On September 19, 2018, President Moon Jae-In of the Republic of Korea (ROK) during his third Summit Meeting with the Chairman Kim Jung-Un of the Democratic Peoples’ Republic of Korea (DPRK), delivered a moving message to the North Korean people in Pyongyang. President Moon observed that the Korean people have a shared history of life together of some 5000 years. It is only during last 70 years, he noted, that the Korean people have lived separated and divided. “Let us go forward toward a new future,” he urged. “The people of Korea must live together.”
My life has spanned those 70 years of division in Korean history. I was born in north Korea. I was a small child in 1947, just two years after the 1945 division of the peninsula, when my family sought refuge in south Korea. My family, like many others, was displaced again during the Korean War of 1950-53.
Seventy years talk of war, peace, unification had deep effects on mind as I grew up. Over these decades of separation, many people have passed away, including my parents and siblings. My 90-year old brother and many others live with the continued pain of war and division, scarred in body and spirit. I yearn for peace from the depth of my soul.
I understand that sin means the separation from God, from oneself and from one another. For me, that means that for the last 70 years, Korean people have lived in sin; we have not lived in wholeness, and are disabled by enmity and guilt. As a nation we must ask God and each other for forgiveness. As individuals and as Korean people, we yearn for the redemption of union and ever-lasting peace with oneself, with one another and with God. The biblical images that come to mind are those of the woman suffering from hemorrhage and the bent woman healed on Sabbath. These women seem to struggle with chronic pain of shame and guilt beyond that of physical pain and disability. They cannot help themselves to healing and wholeness; they need help from others to lift them up with compassion and solidarity.

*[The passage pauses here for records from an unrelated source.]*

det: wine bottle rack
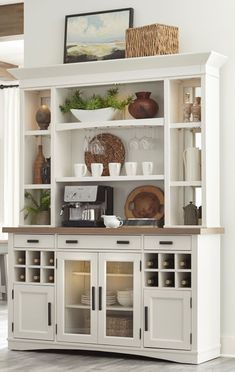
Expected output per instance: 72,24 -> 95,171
144,252 -> 192,289
14,249 -> 55,284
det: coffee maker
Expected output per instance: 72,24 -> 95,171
60,185 -> 113,227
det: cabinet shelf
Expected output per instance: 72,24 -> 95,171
24,130 -> 51,136
170,181 -> 202,187
106,305 -> 133,311
56,118 -> 164,131
107,273 -> 133,277
24,184 -> 51,190
170,121 -> 202,129
56,174 -> 164,183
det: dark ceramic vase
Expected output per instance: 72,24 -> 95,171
36,105 -> 51,130
128,92 -> 159,119
42,158 -> 51,184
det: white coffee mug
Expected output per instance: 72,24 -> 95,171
91,163 -> 104,177
74,163 -> 87,177
142,161 -> 153,176
101,215 -> 123,229
109,163 -> 121,177
183,147 -> 201,181
125,161 -> 137,176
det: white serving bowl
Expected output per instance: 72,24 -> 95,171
117,297 -> 133,307
70,107 -> 116,121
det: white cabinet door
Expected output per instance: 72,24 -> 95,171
14,285 -> 54,340
57,252 -> 98,343
144,289 -> 191,350
98,253 -> 141,346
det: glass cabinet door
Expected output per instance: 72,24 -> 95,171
99,253 -> 141,346
57,252 -> 97,342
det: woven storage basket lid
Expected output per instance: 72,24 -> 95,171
126,23 -> 179,58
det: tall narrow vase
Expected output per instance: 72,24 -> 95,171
33,145 -> 45,184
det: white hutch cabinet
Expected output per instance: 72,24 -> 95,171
5,52 -> 225,364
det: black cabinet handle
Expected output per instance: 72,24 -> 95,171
99,287 -> 102,310
48,302 -> 51,326
91,287 -> 95,310
144,306 -> 148,331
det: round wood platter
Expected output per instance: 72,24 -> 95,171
85,133 -> 125,176
125,186 -> 164,220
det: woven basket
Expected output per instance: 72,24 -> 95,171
126,23 -> 179,58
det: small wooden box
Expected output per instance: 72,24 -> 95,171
126,23 -> 179,58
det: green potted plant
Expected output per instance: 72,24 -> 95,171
60,87 -> 133,121
23,190 -> 51,225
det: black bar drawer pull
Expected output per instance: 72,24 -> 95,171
48,302 -> 51,326
144,306 -> 148,331
91,287 -> 95,310
99,287 -> 102,310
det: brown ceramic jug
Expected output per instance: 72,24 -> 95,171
128,92 -> 159,119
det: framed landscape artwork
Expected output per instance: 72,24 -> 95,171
64,8 -> 133,63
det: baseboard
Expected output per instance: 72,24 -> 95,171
221,336 -> 235,358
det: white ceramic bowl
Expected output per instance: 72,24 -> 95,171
117,296 -> 133,307
70,107 -> 116,121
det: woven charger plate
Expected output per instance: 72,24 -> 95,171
85,133 -> 125,176
125,186 -> 164,221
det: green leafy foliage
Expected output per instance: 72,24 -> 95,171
23,190 -> 51,219
60,88 -> 133,114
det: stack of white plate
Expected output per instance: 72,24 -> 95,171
81,291 -> 117,306
106,291 -> 117,306
117,289 -> 133,307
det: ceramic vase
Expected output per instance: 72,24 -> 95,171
33,145 -> 45,184
128,92 -> 159,119
36,105 -> 51,130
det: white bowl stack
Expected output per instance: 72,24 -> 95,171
117,289 -> 133,307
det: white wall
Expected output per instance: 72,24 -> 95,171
25,0 -> 235,355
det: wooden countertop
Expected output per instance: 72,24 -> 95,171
3,226 -> 224,235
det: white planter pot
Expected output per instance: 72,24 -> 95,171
70,107 -> 116,121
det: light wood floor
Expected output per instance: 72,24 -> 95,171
0,301 -> 235,372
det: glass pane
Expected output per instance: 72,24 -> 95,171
64,261 -> 91,334
106,261 -> 134,337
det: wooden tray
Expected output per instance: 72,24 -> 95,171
125,186 -> 164,220
85,133 -> 125,176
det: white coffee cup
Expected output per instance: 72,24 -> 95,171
142,161 -> 153,176
91,163 -> 104,177
109,163 -> 121,177
101,215 -> 123,229
125,161 -> 137,176
74,163 -> 87,177
183,147 -> 201,181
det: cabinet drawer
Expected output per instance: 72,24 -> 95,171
144,235 -> 192,251
57,235 -> 141,249
14,234 -> 55,248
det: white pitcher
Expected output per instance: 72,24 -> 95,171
183,147 -> 201,181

The Korea Peace Now campaign appeals to the Canadian government and people for compassion and solidarity. Stand with the Korean people so they may live in peace and wholeness. The DPRK’s Chairman Kim Jong Un has declared that he prefers to have his people fed and living in peace, rather than develop or use lethal weapons. When people feel safe and secure they do not need nuclear or any other weapons to protect themselves. The people of Korea want to hear the good news of the end of the 70 year-long war and the lifting of the sanctions and restrictions against North Korea for humanitarian assistance. The sanctions hurt only the most vulnerable people.

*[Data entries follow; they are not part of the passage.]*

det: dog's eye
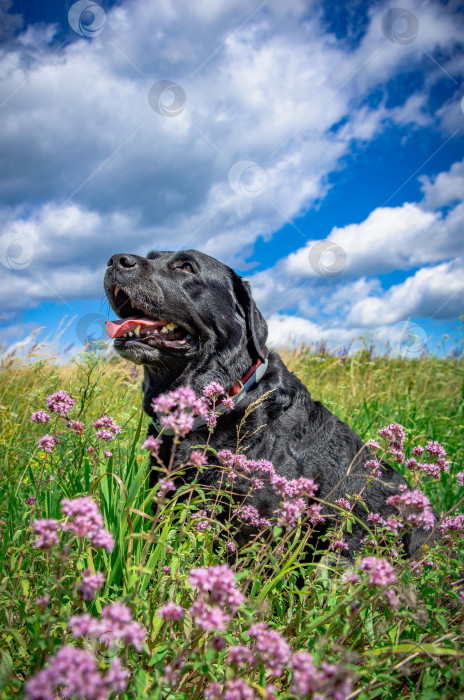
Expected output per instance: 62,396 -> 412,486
179,262 -> 195,272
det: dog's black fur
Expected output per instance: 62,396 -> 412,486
105,250 -> 427,556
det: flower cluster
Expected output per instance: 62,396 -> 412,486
37,433 -> 60,454
438,513 -> 464,542
92,416 -> 121,442
386,484 -> 435,530
25,645 -> 129,700
31,411 -> 50,425
290,651 -> 352,700
47,389 -> 76,418
205,678 -> 256,700
232,506 -> 272,528
68,603 -> 147,652
142,435 -> 162,457
406,440 -> 449,479
61,496 -> 114,552
151,386 -> 209,437
359,557 -> 396,587
188,564 -> 244,631
157,601 -> 185,620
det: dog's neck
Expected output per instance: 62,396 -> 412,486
143,353 -> 268,421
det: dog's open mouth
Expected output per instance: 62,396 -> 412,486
105,286 -> 193,349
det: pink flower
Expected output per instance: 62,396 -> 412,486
329,538 -> 348,552
151,387 -> 209,437
158,479 -> 176,497
24,646 -> 129,700
47,390 -> 76,418
366,440 -> 380,452
359,557 -> 396,586
247,622 -> 291,676
77,569 -> 105,600
227,644 -> 253,668
61,496 -> 114,552
32,518 -> 59,549
142,435 -> 162,455
66,420 -> 85,435
31,411 -> 50,424
92,416 -> 121,435
35,595 -> 50,610
157,601 -> 185,620
277,498 -> 306,528
190,450 -> 208,467
37,434 -> 60,454
364,459 -> 382,477
202,382 -> 225,401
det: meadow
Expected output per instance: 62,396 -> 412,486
0,336 -> 464,700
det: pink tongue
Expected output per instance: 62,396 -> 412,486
105,316 -> 168,338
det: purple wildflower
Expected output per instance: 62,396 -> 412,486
66,420 -> 85,435
247,622 -> 291,676
359,557 -> 396,587
77,569 -> 105,600
35,595 -> 50,610
24,646 -> 129,700
190,450 -> 208,467
37,433 -> 60,454
222,678 -> 256,700
47,390 -> 76,418
202,382 -> 225,401
277,498 -> 306,528
227,644 -> 253,668
31,411 -> 50,424
142,435 -> 162,455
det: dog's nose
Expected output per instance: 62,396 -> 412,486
108,253 -> 137,270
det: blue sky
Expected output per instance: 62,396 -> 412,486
0,0 -> 464,357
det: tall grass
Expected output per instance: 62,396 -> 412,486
0,338 -> 464,700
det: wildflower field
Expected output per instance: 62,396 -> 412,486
0,348 -> 464,700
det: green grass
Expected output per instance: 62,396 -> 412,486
0,348 -> 464,700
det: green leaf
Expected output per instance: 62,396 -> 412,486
0,649 -> 13,693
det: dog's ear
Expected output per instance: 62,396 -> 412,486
232,270 -> 267,361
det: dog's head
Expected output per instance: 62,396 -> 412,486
104,250 -> 267,392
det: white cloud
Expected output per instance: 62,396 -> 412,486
347,258 -> 464,328
0,0 -> 464,344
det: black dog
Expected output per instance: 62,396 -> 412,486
105,250 -> 428,555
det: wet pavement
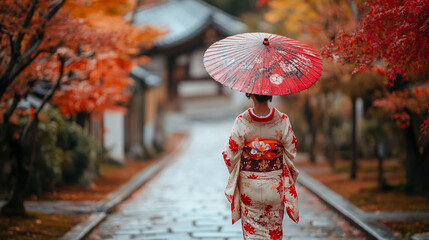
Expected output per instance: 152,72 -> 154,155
88,115 -> 365,240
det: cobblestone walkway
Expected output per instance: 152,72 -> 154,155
88,119 -> 364,240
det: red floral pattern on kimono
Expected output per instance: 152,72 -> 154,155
222,109 -> 299,239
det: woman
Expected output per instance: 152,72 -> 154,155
222,93 -> 299,239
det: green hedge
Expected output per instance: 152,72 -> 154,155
0,109 -> 102,196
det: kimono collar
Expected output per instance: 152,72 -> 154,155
248,108 -> 276,122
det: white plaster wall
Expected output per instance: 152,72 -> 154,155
103,111 -> 125,163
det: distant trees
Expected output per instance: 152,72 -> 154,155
324,0 -> 429,192
258,0 -> 429,192
0,0 -> 161,215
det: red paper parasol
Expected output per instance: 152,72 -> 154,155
204,33 -> 322,95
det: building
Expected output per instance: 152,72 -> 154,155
104,0 -> 246,161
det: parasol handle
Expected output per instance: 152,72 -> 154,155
262,38 -> 270,46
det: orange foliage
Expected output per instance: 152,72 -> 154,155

I know that people in north and south Korea are eager to communicate and visit with each other freely. Can we in The United Church and in Canada help make that happen?
Before I die, I hope to fulfill one cherished wish. I want to visit my birthplace in north Korea. I want to travel on the train line that is being readied by the ROK and the DPRK – one of the inter-Korean projects – proposed jointly by President Moon and Chairman Kim, and yet prevented because of the international sanctions against north Korea. I want to board a train in Busan, the southern-most city in south Korea and travel to Shin-Uiju, my home town, in the northernmost region of north Korea, that borders China.
As we launched the Korea Peace Now campaign in Ottawa, we met Senators and Members of Parliament, policy makers and the media. Each time I asked, “Will Canada help me to ride that train?”
We are not alone. We live in God’s world. Thanks be to God!
A portrait photo of the author, Rev. Dr. Kyongja (Kay) Cho of Korea Peace Now!
— Rev. Dr. Kyongja (Kay) Cho has served The United Church of Canada as an ordained minister since 1979 in various pastoral ministries and responsibilities. She received an honorary doctorate in 1998 from Emmanuel College–Victoria University. In 2012, she travelled to the DPRK as part of three-person United Church delegation that hosted by the Korea Christian Federation She lives in Richmond Hill, Ontario.